Las mencionadas cuestiones de detalle quedaron zanjadas rápidamente. Osiander no escribiría la menor nota a Copérnico, y en cambio dirigiría todas sus críticas, si las había, al «Orfeo de la astronomía», que eventualmente haría el papel de intermediario con el maestro de Frauenburg. Si era preciso modificar la más mínima coma del texto, Osiander se lo diría en primer lugar a Petreius, que en adelante tenía carta blanca para resolver cualquier dificultad. Osiander aprobó con una vehemencia devota las decisiones del joven profesor. Algún día conseguiría convertirle también a él.

Rheticus salió de allí más tranquilo. Ya nada detendría la aparición de las
Revoluciones
. En adelante podía dedicarse a pensar en sí mismo y en sus intereses. La universidad reformada de Leipzig acababa de hacerle una oferta prometedora para ocupar allí el cargo de profesor de matemáticas. Decidió aceptar: Leipzig era mucho más prestigiosa que Wittenberg, y él formaría parte de la dirección colegial, que tenía una reputación de gran tolerancia; ganaría mucho más dinero, y también fama. Pero sobre todo, también se libraría de la engorrosa tutela de Melanchthon y le haría pagar con su deserción todos sus tejemanejes.

De todos aquellos proyectos, Osiander nunca llegó a saber nada. Petreius había descrito muy bien al personaje: era un reptil, frío y viscoso. Al despedirse de él, Rheticus había evitado estrechar su mano. Es bien sabido que las serpientes no tienen manos.

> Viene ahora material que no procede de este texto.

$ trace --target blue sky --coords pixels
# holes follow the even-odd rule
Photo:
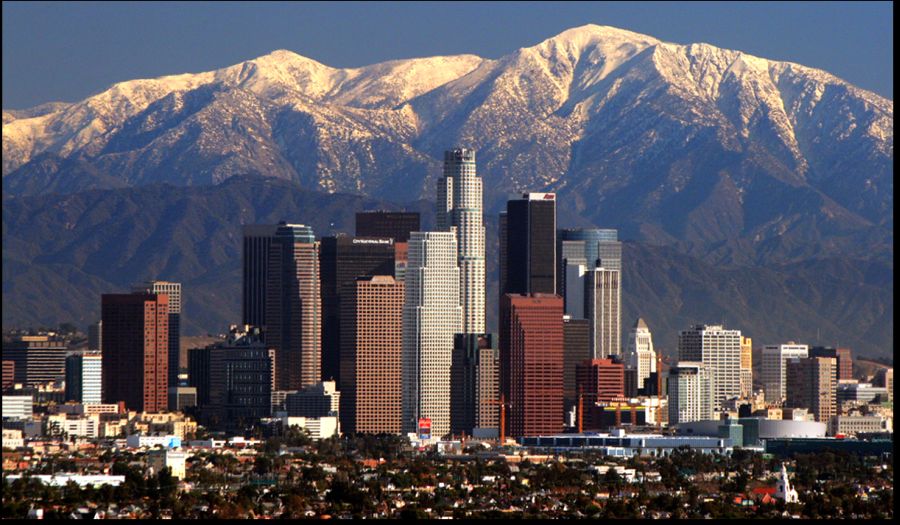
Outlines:
[[[3,107],[289,49],[335,67],[497,58],[595,23],[825,69],[893,99],[890,2],[3,2]]]

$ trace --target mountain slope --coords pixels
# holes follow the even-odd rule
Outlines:
[[[587,223],[708,262],[797,262],[803,244],[893,260],[892,101],[798,64],[595,25],[497,60],[337,69],[280,50],[4,111],[3,188],[255,174],[415,200],[433,198],[456,144],[478,151],[492,212],[551,190]]]
[[[84,326],[100,315],[102,293],[167,279],[183,283],[185,334],[219,333],[240,320],[241,224],[288,220],[311,224],[318,235],[352,234],[355,211],[400,208],[420,211],[423,227],[432,225],[429,202],[401,207],[258,177],[213,188],[152,185],[6,199],[3,325]],[[560,226],[573,219],[563,211]],[[486,227],[488,325],[496,329],[496,217],[488,217]],[[632,242],[624,244],[623,258],[623,327],[643,317],[669,355],[678,330],[719,321],[757,344],[794,339],[840,343],[854,355],[892,352],[889,264],[810,259],[722,268],[673,248]]]

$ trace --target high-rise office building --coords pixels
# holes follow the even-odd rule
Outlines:
[[[563,316],[563,403],[566,412],[578,402],[575,367],[592,357],[588,320]]]
[[[25,335],[3,343],[3,358],[14,362],[16,383],[36,386],[66,375],[66,342],[47,335]]]
[[[134,285],[131,291],[169,296],[169,385],[176,386],[181,369],[181,283],[148,281]]]
[[[722,325],[695,325],[678,334],[678,358],[706,365],[712,382],[713,409],[741,395],[741,331]]]
[[[361,211],[356,213],[357,237],[389,237],[394,242],[408,242],[412,232],[420,231],[419,212]]]
[[[793,358],[787,362],[785,407],[807,408],[820,423],[837,415],[837,359]]]
[[[450,431],[495,435],[499,429],[500,350],[496,334],[456,334],[450,365]]]
[[[505,224],[500,293],[555,294],[556,194],[525,193],[508,201]]]
[[[507,294],[500,312],[500,388],[509,402],[508,434],[562,432],[562,298]]]
[[[403,431],[450,432],[450,363],[462,329],[454,232],[413,232],[403,304]]]
[[[169,296],[103,294],[103,402],[165,412],[169,388]]]
[[[619,232],[614,229],[559,230],[556,237],[556,292],[565,297],[566,275],[562,272],[567,264],[583,264],[588,270],[600,266],[610,270],[621,270],[622,243],[618,239]]]
[[[203,421],[215,429],[240,430],[269,417],[275,351],[263,342],[259,328],[231,326],[224,342],[206,350],[209,391]],[[199,388],[197,397],[199,404]]]
[[[16,384],[16,362],[12,359],[3,360],[3,390],[12,388]]]
[[[628,334],[628,352],[625,355],[626,367],[635,370],[635,388],[643,389],[644,382],[650,374],[656,372],[656,352],[653,351],[653,335],[643,319],[638,318]]]
[[[437,184],[437,229],[456,231],[462,332],[484,332],[484,223],[481,178],[475,151],[444,152],[444,176]]]
[[[357,277],[393,276],[394,257],[394,240],[389,237],[322,237],[319,267],[322,279],[323,379],[341,384],[341,301],[344,285],[353,284]]]
[[[753,395],[753,339],[741,336],[741,397]]]
[[[344,432],[402,431],[403,298],[403,283],[390,275],[344,284],[338,383]]]
[[[762,351],[760,380],[766,393],[766,401],[780,403],[787,396],[787,361],[805,358],[809,347],[793,341],[781,345],[766,345]]]
[[[66,358],[66,401],[102,403],[103,358],[100,352],[72,354]]]
[[[837,359],[838,381],[853,379],[853,359],[849,348],[814,346],[809,349],[809,357],[833,357]]]
[[[98,352],[103,351],[103,337],[101,336],[103,330],[103,321],[97,321],[96,323],[88,326],[88,350],[96,350]]]
[[[266,326],[266,283],[269,275],[269,250],[275,239],[277,224],[245,224],[241,251],[243,269],[241,323]],[[265,337],[265,332],[263,332]]]
[[[680,361],[669,369],[669,425],[713,418],[712,379],[700,362]]]
[[[277,390],[321,381],[319,243],[302,224],[279,223],[269,248],[265,343],[275,349]]]
[[[621,356],[621,286],[619,270],[594,268],[587,272],[584,312],[590,321],[594,359]]]

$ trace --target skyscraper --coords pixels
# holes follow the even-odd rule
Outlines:
[[[809,349],[809,357],[833,357],[837,359],[838,381],[853,379],[853,359],[849,348],[814,346]]]
[[[792,358],[787,362],[787,398],[784,406],[808,408],[816,421],[828,423],[837,415],[837,359]]]
[[[266,283],[269,275],[269,249],[275,239],[276,224],[245,224],[241,251],[243,268],[242,324],[266,326]],[[265,337],[265,332],[263,332]]]
[[[525,193],[508,201],[505,224],[500,293],[555,294],[556,194]]]
[[[66,358],[66,401],[102,403],[103,361],[100,352]]]
[[[741,336],[741,397],[753,395],[753,340]]]
[[[322,278],[323,380],[341,384],[341,301],[344,285],[352,285],[357,277],[393,276],[394,257],[394,240],[391,238],[322,237],[319,264]]]
[[[431,432],[450,431],[450,364],[462,329],[454,232],[413,232],[403,304],[403,431],[419,419]]]
[[[590,321],[591,353],[594,359],[621,356],[621,287],[619,270],[603,267],[587,272],[584,312]]]
[[[265,342],[275,349],[277,390],[298,390],[322,375],[319,243],[312,228],[279,223],[268,265]]]
[[[644,388],[650,374],[656,372],[656,352],[653,351],[653,336],[643,319],[635,321],[628,334],[628,352],[625,355],[626,366],[637,371],[636,388]]]
[[[437,184],[437,229],[456,229],[462,332],[484,332],[484,225],[481,178],[475,172],[475,151],[444,152],[444,176]]]
[[[563,316],[563,403],[566,413],[578,402],[575,368],[593,357],[590,338],[591,327],[587,319]]]
[[[507,294],[500,312],[500,388],[509,401],[508,434],[562,432],[562,298]]]
[[[722,325],[695,325],[678,334],[678,357],[706,365],[712,383],[713,409],[741,394],[741,331]]]
[[[402,431],[403,283],[358,277],[341,294],[340,418],[344,432]]]
[[[15,382],[25,386],[63,379],[67,352],[64,340],[47,335],[24,335],[3,343],[3,359],[15,363]]]
[[[181,283],[148,281],[134,285],[131,291],[169,296],[169,385],[177,386],[181,368]]]
[[[168,407],[169,296],[103,294],[103,401],[128,410]]]
[[[787,361],[805,358],[809,348],[793,341],[781,345],[766,345],[762,351],[760,379],[766,392],[766,401],[780,403],[787,396]]]
[[[450,365],[450,431],[499,430],[500,350],[496,334],[456,334]],[[490,429],[490,430],[488,430]]]
[[[356,213],[356,236],[408,242],[412,232],[421,230],[419,222],[416,211],[361,211]]]
[[[103,337],[100,335],[102,330],[103,321],[97,321],[88,326],[88,350],[97,350],[98,352],[103,351]]]
[[[669,369],[669,425],[713,418],[712,380],[703,363],[680,361]]]

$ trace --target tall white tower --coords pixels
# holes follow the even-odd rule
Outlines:
[[[475,151],[444,152],[444,176],[437,184],[437,229],[456,228],[462,332],[484,333],[484,222],[481,178]]]
[[[628,352],[625,365],[637,370],[637,386],[644,386],[650,374],[656,372],[656,352],[653,351],[653,336],[643,319],[638,319],[628,334]]]
[[[722,325],[695,325],[678,334],[678,358],[701,362],[709,369],[713,408],[741,395],[741,331]]]
[[[431,432],[450,432],[450,364],[462,327],[456,232],[413,232],[403,303],[403,432],[431,419]]]

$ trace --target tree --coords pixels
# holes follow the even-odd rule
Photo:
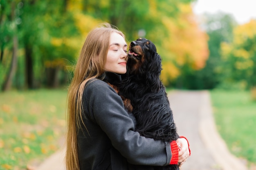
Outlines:
[[[224,78],[220,44],[223,42],[232,41],[233,30],[237,24],[233,16],[222,12],[206,13],[204,17],[201,27],[209,36],[209,57],[205,67],[193,72],[190,77],[197,85],[196,89],[211,89],[216,87]]]
[[[8,6],[9,3],[10,5]],[[17,12],[20,6],[17,6],[15,1],[11,2],[3,2],[1,8],[0,13],[0,29],[1,35],[1,53],[0,56],[0,68],[6,70],[7,74],[5,77],[3,78],[2,90],[6,91],[9,89],[11,87],[12,79],[15,75],[17,68],[18,50],[18,37],[17,25],[20,24],[19,13]],[[10,29],[10,31],[8,30]],[[3,66],[2,62],[4,57],[4,48],[6,46],[11,45],[11,47],[7,47],[7,50],[11,51],[11,59],[10,65]],[[11,49],[10,49],[11,48]],[[6,59],[6,63],[8,59]]]
[[[256,86],[256,20],[238,26],[233,34],[234,41],[221,46],[225,69],[229,73],[226,76],[230,82],[238,81],[250,89]]]

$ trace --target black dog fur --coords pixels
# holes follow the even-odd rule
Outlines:
[[[172,111],[160,79],[161,59],[155,45],[140,38],[132,41],[128,56],[127,74],[119,85],[119,94],[130,100],[136,131],[147,137],[170,142],[179,138]],[[179,170],[177,165],[156,166],[155,170]]]

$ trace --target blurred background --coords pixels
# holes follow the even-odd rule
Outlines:
[[[155,44],[168,88],[243,92],[255,124],[256,12],[253,1],[240,1],[0,0],[0,169],[30,169],[63,144],[73,69],[103,22],[127,43]],[[230,148],[243,144],[234,141]],[[256,163],[252,149],[243,156]]]

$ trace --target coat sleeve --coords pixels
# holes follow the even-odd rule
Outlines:
[[[101,127],[113,146],[130,163],[158,166],[170,164],[170,143],[146,138],[135,132],[122,99],[107,83],[99,80],[93,81],[85,88],[83,97],[89,104],[90,118]]]

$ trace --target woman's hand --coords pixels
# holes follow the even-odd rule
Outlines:
[[[186,139],[181,138],[178,139],[177,142],[180,145],[180,150],[179,151],[179,160],[178,164],[179,167],[185,163],[186,159],[189,157],[190,151],[189,143]]]

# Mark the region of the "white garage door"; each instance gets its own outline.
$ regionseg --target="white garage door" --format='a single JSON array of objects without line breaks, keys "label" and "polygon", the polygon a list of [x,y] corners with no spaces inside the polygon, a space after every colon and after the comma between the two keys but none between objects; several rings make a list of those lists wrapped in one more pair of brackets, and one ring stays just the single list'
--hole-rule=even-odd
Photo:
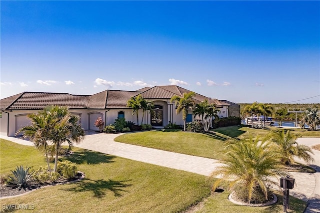
[{"label": "white garage door", "polygon": [[[98,130],[99,128],[94,126],[94,122],[98,117],[102,118],[102,115],[100,113],[94,113],[90,114],[90,126],[89,128],[91,130]],[[102,118],[103,119],[103,118]]]},{"label": "white garage door", "polygon": [[[26,114],[24,114],[16,116],[16,132],[22,127],[31,124],[31,121],[26,117]],[[23,133],[20,133],[17,135],[22,135],[22,134]]]}]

El recadero dejó sobre la mesa el enorme paquete, y retrocedió un paso para verlo mejor, como si él mismo hubiera compuesto aquel gran cubo de cartón repleto de sellos y de firmas diversas, prueba de que las aduanas habían aceptado su paso a través de diferentes fronteras. Para librarse de él, Radom puso en su mano abierta un puñado de calderilla no demasiado escueta. El recadero desapareció, después de mil y una reverencias, y no sin haber vaciado de un trago la jarra de cerveza que le había ofrecido el coloso.

—Amiga mía, el honor es tuyo, abre eso —dijo Nicolás, al tiempo que tendía a Ana un par de tijeras de plata.

—Rehúso, cariño. No me corresponde a mí, sino a monseñor de Kulm.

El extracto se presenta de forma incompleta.